Voilà pourquoi je hais la machine à laver, quitte à devenir un jour mon propre cordonnier.

 

[Extrait 3]

Il y a un vide qui m’étreint
Le mal de toi, le bruit de tes pas dans mes terres intérieures.
La nuit. L’immense nuit.

On disparaît de plus en plus
Toute disparition est une enflure secrète.

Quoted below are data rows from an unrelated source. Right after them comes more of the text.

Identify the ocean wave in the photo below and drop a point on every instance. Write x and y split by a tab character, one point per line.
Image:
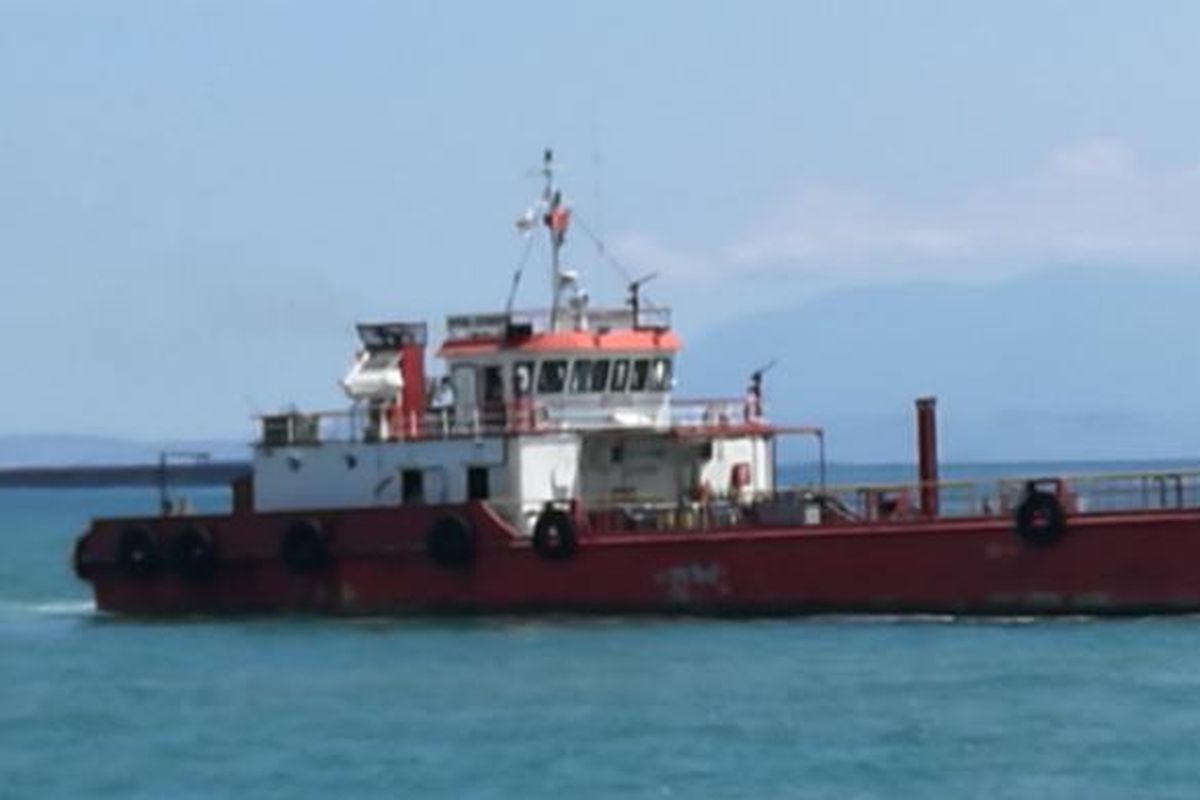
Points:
72	607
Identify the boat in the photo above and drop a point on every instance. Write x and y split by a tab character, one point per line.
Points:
550	468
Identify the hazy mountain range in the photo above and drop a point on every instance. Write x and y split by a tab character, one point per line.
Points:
1063	364
1072	364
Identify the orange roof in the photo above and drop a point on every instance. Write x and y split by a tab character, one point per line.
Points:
567	341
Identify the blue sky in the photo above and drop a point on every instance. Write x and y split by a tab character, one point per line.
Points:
198	198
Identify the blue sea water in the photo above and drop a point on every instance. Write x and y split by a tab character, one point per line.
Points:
571	708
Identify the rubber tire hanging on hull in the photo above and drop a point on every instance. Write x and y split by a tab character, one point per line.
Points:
137	553
1041	519
193	554
305	547
553	535
451	542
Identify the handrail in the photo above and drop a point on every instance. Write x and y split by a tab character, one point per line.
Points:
523	416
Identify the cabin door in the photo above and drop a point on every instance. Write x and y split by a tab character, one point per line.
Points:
465	395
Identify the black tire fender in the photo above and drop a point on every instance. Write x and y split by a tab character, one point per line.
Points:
137	553
553	535
451	542
305	547
1041	519
193	553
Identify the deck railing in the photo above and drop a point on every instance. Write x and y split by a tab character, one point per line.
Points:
862	504
298	428
498	325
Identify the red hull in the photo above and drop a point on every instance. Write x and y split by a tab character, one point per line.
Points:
1110	564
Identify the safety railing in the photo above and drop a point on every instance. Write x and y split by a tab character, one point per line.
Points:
297	428
993	498
498	325
1108	493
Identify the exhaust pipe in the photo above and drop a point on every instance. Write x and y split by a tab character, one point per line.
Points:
927	455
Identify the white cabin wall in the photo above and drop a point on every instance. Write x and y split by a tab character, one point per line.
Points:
546	468
718	473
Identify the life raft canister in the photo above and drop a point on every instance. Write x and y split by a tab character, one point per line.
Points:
193	553
451	542
137	554
553	535
305	547
1041	519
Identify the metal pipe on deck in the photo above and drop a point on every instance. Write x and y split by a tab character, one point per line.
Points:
927	455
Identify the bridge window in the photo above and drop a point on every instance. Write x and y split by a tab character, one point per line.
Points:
552	377
581	376
619	374
660	376
641	376
599	374
522	378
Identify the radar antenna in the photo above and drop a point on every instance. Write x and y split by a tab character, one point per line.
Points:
635	295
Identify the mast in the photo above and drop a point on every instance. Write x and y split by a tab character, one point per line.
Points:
556	220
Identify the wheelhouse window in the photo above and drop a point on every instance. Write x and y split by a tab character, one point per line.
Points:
522	378
599	374
660	376
552	377
581	376
641	376
619	374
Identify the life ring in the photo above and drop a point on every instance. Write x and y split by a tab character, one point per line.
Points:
553	535
193	554
451	542
137	553
305	547
1041	519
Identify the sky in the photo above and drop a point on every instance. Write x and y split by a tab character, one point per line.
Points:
197	199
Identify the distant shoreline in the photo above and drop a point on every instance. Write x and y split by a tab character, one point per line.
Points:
220	473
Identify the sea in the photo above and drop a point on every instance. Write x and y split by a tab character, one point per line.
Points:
561	707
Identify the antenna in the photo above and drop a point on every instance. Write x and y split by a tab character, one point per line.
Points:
556	220
635	294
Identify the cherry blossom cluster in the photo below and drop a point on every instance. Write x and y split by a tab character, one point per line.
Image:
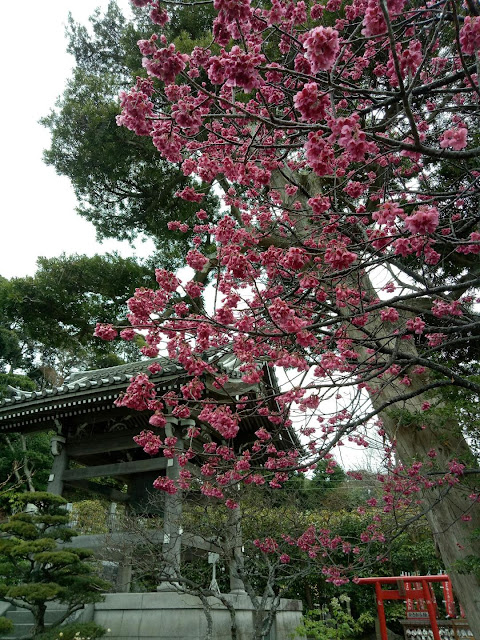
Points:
344	145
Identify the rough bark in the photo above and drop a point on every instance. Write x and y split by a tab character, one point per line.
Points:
414	438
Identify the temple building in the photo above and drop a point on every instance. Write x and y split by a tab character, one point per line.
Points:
92	438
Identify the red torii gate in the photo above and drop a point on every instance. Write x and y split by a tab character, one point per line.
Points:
424	593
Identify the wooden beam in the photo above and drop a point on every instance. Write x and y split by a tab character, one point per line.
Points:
92	487
115	441
117	469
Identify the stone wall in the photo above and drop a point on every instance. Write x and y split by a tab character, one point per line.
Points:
168	615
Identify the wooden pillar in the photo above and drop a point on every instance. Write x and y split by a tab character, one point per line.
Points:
124	575
60	462
172	531
235	564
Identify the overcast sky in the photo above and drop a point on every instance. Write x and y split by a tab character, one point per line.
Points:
38	207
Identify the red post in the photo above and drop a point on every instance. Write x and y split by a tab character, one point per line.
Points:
381	612
431	609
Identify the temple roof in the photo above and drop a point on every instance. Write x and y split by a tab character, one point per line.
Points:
87	392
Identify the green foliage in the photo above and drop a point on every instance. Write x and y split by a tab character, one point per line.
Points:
340	625
34	570
122	185
53	313
6	625
74	631
29	454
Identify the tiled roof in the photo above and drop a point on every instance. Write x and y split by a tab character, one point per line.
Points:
88	388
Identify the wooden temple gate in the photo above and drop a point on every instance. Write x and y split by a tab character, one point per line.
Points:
97	437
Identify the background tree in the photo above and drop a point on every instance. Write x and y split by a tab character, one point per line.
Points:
337	160
34	571
122	185
51	316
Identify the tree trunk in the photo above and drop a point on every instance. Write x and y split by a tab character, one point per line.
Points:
415	436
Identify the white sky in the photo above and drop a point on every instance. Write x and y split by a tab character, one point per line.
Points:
37	206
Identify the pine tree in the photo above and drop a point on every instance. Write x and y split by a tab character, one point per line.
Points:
35	570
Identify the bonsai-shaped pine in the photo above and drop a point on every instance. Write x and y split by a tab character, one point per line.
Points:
34	570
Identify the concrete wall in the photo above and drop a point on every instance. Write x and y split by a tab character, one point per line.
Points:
170	615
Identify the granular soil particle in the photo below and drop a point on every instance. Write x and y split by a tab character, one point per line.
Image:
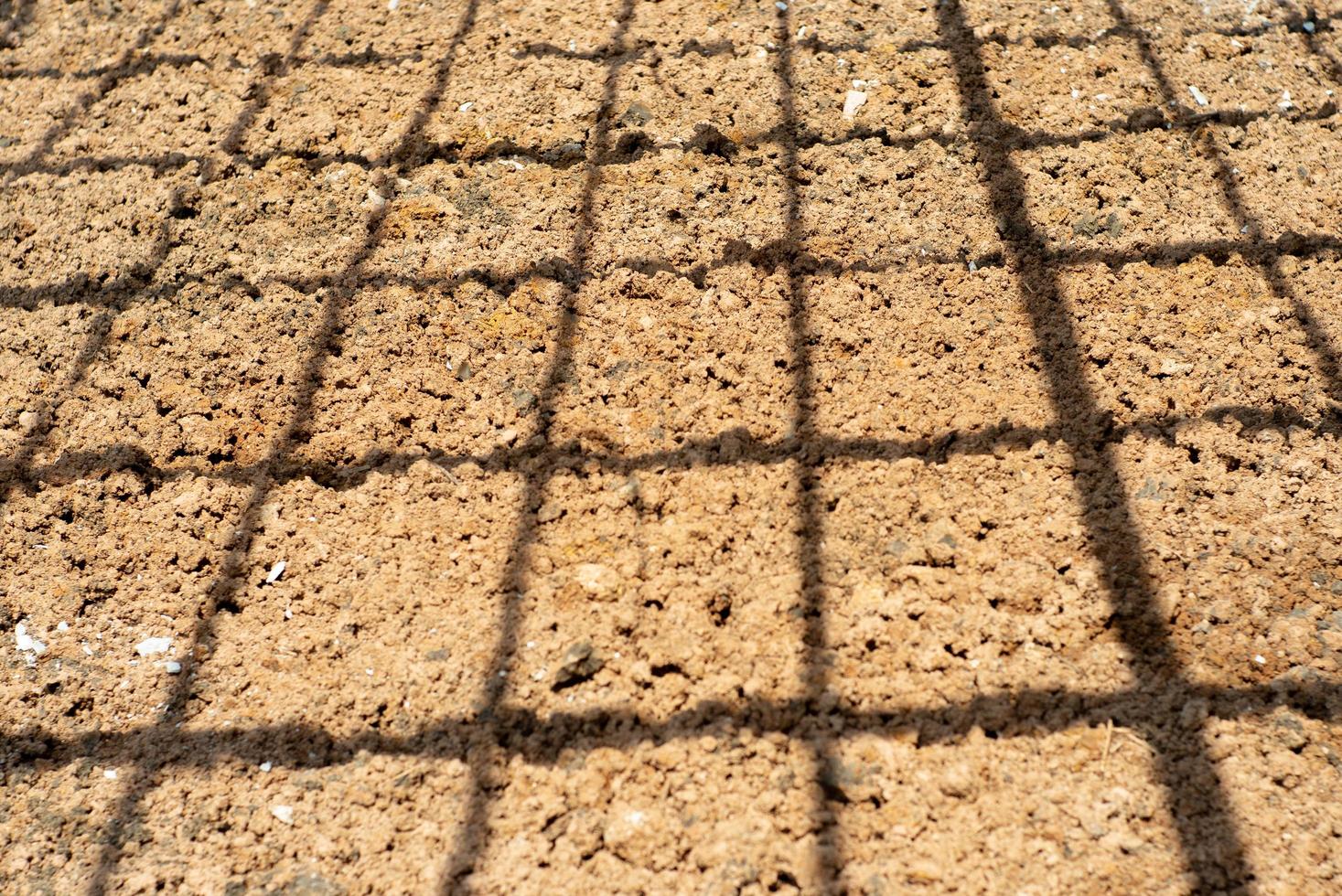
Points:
505	445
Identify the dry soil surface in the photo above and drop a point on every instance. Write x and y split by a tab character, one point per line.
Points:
533	445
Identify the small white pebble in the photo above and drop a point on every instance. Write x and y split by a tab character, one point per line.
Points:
153	645
853	102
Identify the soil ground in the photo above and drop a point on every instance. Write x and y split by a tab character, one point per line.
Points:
531	447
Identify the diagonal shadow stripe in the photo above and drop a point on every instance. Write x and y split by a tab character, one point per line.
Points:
1208	836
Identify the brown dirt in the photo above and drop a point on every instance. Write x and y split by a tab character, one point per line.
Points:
681	487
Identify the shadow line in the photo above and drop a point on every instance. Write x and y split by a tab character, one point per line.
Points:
1207	829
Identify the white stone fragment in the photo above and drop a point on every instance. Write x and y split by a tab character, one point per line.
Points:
153	645
855	101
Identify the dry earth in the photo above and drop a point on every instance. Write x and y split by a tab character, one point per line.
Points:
680	485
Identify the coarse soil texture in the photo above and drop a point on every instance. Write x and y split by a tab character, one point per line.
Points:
681	447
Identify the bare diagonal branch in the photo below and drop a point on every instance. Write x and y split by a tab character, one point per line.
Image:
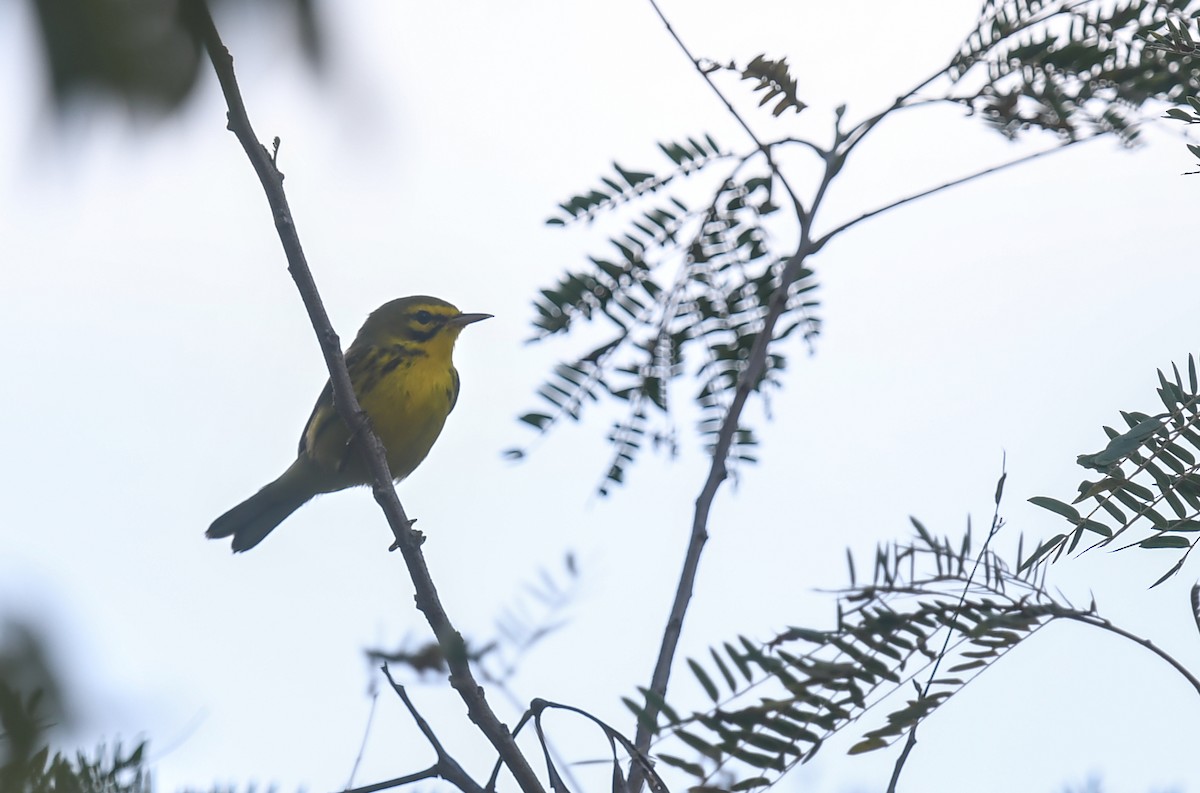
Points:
408	541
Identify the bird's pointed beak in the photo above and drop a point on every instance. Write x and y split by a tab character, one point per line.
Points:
466	319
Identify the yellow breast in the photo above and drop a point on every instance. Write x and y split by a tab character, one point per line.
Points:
407	391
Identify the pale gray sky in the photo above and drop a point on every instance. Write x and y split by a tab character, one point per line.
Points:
160	367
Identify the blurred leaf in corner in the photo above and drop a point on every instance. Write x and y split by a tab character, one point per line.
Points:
30	698
138	55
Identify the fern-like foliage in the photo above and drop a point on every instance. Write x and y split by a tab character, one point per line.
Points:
682	292
1077	68
1179	40
535	613
774	703
1149	479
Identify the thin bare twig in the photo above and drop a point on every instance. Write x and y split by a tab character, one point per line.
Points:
1019	161
366	733
1096	620
346	402
448	768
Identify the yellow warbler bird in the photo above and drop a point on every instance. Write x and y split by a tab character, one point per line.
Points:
405	378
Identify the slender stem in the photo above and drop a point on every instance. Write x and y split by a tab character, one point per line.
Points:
366	733
820	244
911	742
346	402
448	768
1096	620
729	106
407	779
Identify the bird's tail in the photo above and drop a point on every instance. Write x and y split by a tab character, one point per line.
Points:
252	520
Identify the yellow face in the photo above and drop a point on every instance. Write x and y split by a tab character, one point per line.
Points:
426	323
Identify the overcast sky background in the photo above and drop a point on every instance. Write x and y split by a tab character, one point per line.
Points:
160	367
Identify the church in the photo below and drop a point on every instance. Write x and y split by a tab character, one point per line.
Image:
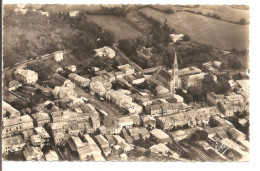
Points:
171	81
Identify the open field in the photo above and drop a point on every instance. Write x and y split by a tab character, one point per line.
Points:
205	30
226	13
115	24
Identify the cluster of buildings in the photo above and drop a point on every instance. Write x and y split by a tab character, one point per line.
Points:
151	122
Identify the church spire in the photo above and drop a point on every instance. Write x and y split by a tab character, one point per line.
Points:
175	63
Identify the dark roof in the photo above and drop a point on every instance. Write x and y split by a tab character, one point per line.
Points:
57	80
165	74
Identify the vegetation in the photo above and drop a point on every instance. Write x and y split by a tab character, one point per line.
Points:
227	36
32	34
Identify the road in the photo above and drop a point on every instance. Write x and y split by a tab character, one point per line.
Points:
23	64
98	104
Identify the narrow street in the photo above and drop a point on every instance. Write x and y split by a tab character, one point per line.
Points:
98	104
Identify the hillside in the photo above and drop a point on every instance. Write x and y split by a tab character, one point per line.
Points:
205	30
115	24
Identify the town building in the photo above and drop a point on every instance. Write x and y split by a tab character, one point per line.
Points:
12	144
79	80
127	69
159	136
16	125
13	85
26	76
193	80
8	111
57	69
41	118
33	153
72	68
167	80
149	121
176	37
51	156
105	52
58	56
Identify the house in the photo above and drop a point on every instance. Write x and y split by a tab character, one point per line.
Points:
51	156
243	84
59	127
44	135
118	139
36	140
137	78
94	147
58	56
58	80
160	149
153	110
144	133
125	122
119	75
136	119
16	125
123	157
235	98
28	133
72	68
41	118
111	140
73	13
79	80
98	158
98	88
13	85
125	146
161	90
33	153
26	76
131	107
106	52
144	101
112	76
192	80
61	92
236	135
188	71
127	69
59	138
103	144
12	144
9	111
57	68
176	37
214	99
149	121
84	150
159	136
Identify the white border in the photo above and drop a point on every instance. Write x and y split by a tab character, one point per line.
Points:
254	92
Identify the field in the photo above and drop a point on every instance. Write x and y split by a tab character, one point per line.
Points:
226	13
205	30
115	24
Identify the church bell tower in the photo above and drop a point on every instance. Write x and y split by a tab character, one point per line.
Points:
175	77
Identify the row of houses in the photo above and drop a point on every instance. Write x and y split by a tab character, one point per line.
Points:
166	108
191	118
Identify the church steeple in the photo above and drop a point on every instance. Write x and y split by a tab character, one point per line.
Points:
175	75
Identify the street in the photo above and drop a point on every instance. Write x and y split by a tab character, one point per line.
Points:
98	104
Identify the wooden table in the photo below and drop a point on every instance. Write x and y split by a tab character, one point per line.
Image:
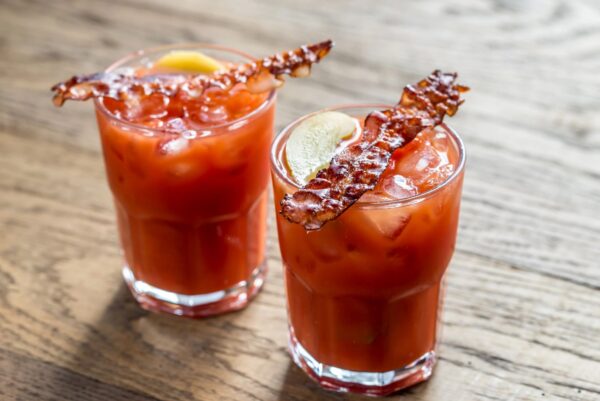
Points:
522	315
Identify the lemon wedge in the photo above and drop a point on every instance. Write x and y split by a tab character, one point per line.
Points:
313	142
189	61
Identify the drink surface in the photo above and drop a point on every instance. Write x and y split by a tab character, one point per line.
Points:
189	179
364	291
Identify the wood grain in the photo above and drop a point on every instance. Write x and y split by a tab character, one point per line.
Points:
522	315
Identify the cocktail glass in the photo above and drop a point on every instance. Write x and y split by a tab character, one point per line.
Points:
191	204
365	292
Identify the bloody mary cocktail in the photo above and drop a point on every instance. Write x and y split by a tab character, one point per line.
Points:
189	178
364	292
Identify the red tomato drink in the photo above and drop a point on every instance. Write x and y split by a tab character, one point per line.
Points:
364	292
189	180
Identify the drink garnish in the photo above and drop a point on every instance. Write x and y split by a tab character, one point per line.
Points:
312	144
189	61
259	76
357	168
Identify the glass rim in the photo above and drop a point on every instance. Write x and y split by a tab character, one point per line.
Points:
157	49
276	148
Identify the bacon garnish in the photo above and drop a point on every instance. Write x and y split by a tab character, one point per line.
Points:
259	76
357	169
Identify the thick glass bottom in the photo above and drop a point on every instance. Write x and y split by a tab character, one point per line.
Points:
367	383
198	305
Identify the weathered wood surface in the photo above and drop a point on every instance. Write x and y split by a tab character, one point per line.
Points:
522	316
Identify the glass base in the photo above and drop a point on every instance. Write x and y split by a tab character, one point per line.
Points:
367	383
200	305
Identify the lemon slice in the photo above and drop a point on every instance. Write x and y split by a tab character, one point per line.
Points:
190	61
313	142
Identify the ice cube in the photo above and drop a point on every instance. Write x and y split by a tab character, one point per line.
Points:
174	145
176	125
441	142
418	165
389	223
398	187
328	245
144	108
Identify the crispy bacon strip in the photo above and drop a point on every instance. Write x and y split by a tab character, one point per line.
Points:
358	168
260	75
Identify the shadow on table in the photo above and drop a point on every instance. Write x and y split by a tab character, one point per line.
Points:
297	386
130	348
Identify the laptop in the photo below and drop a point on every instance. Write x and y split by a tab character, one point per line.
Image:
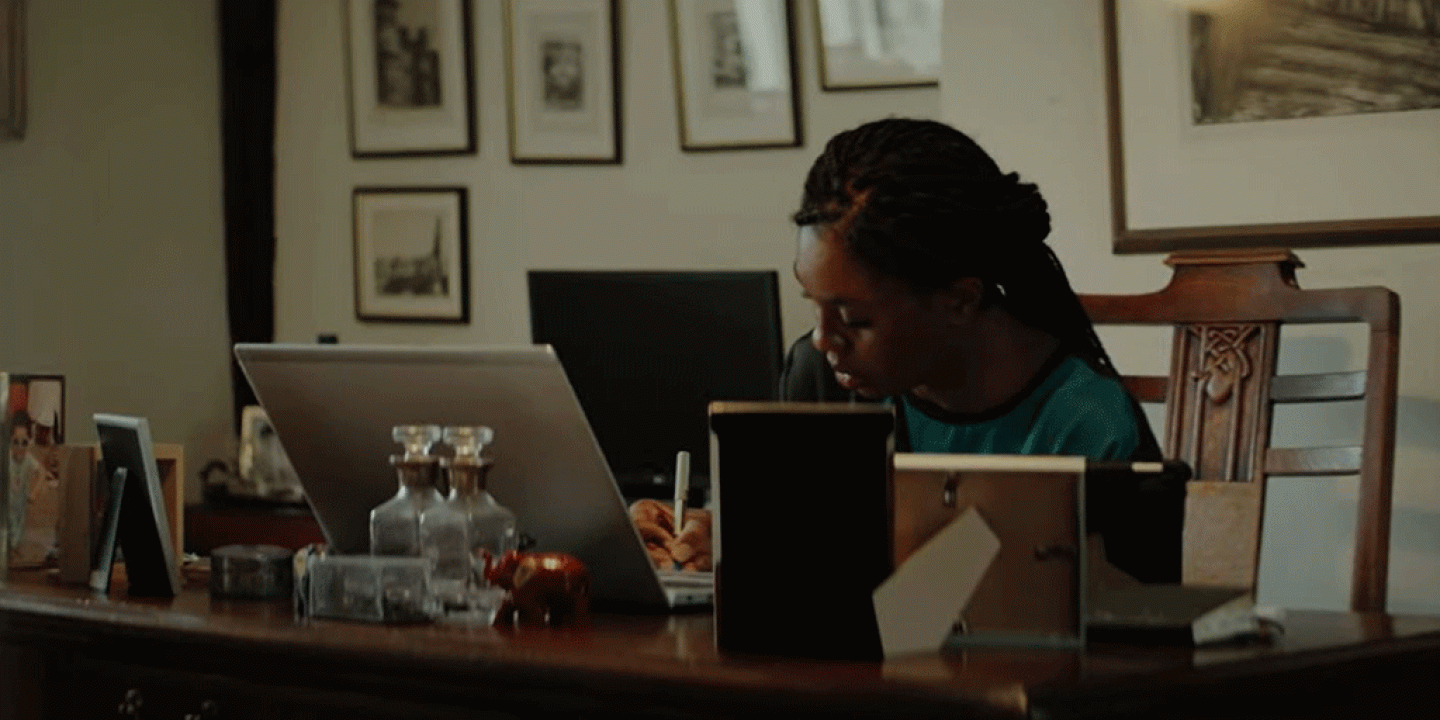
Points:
333	408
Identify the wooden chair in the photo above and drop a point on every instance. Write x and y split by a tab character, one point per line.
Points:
1227	308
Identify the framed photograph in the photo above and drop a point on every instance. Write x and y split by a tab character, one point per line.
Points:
411	78
411	257
35	426
12	69
877	43
563	81
265	470
735	74
1292	124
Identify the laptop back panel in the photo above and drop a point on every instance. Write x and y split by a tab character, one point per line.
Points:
333	408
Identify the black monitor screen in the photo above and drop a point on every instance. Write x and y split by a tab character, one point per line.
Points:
647	352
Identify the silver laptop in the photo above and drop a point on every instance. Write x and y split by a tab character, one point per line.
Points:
333	408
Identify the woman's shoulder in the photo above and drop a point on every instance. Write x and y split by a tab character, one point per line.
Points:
1090	414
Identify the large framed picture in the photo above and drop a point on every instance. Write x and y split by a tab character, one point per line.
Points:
563	81
1290	123
411	257
735	74
411	78
877	43
12	69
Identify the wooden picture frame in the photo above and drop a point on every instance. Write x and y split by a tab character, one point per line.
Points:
736	74
33	424
877	43
1361	179
563	81
411	254
12	69
411	78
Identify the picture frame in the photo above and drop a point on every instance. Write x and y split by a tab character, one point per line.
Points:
12	69
264	468
411	78
735	74
563	81
877	43
411	257
33	425
1358	179
136	519
87	498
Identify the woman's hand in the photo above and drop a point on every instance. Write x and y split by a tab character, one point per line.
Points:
689	549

Par temps de pluie et chien errant
Dans une coulée du vent
L’abri de l’en-bas-pont
Car tes yeux me reviennent
Et fourmille la ville
Idéal moqueur
Au fond de la semelle

 

[Extrait 4]

Exclamation

Tu es belle et la mer immense
Vous allez bien ensemble
Je voudrais t’aimer une vie entière
Quand passent les oiseaux
Que raconte le vent ?
Je voudrais t’aimer sur un air de guitare
Quel bruit fait le ciel ?
Jusqu’où s’étendent tes cheveux ?
Je voudrais infiniment t’aimer

 


À propos de l’auteur :

Né à Jérémie le 7 août 1944, Syto André Cavé est poète, dramaturge et metteur en scène. Après des études au Conservatoire d’Art dramatique à Port-au-Prince, il fonde la Société des Messagers de l’Art et produit sur scène et à la radio, avant de s’exiler aux États-Unis d’Amérique en 1968. Il y crée avec des amis la troupe de théâtre Kouidor et met en scène des textes de Berthold Brecht, Kateb Yacine, Eugène Ionesco et Aimé Césaire. Auteur d’une œuvre littéraire remarquable, ses poèmes sont mis en musique par de nombreux chanteurs et paroliers tels Alan Cavé, Vanessa Jacquemin, Wooly Saint-Louis Jean, Tamara Suffren, Ralph Tamar et Boulo Valcourt. Le livre d’avant-hier soir suivi de Quelque part en décembre est son quatrième recueil de poèmes.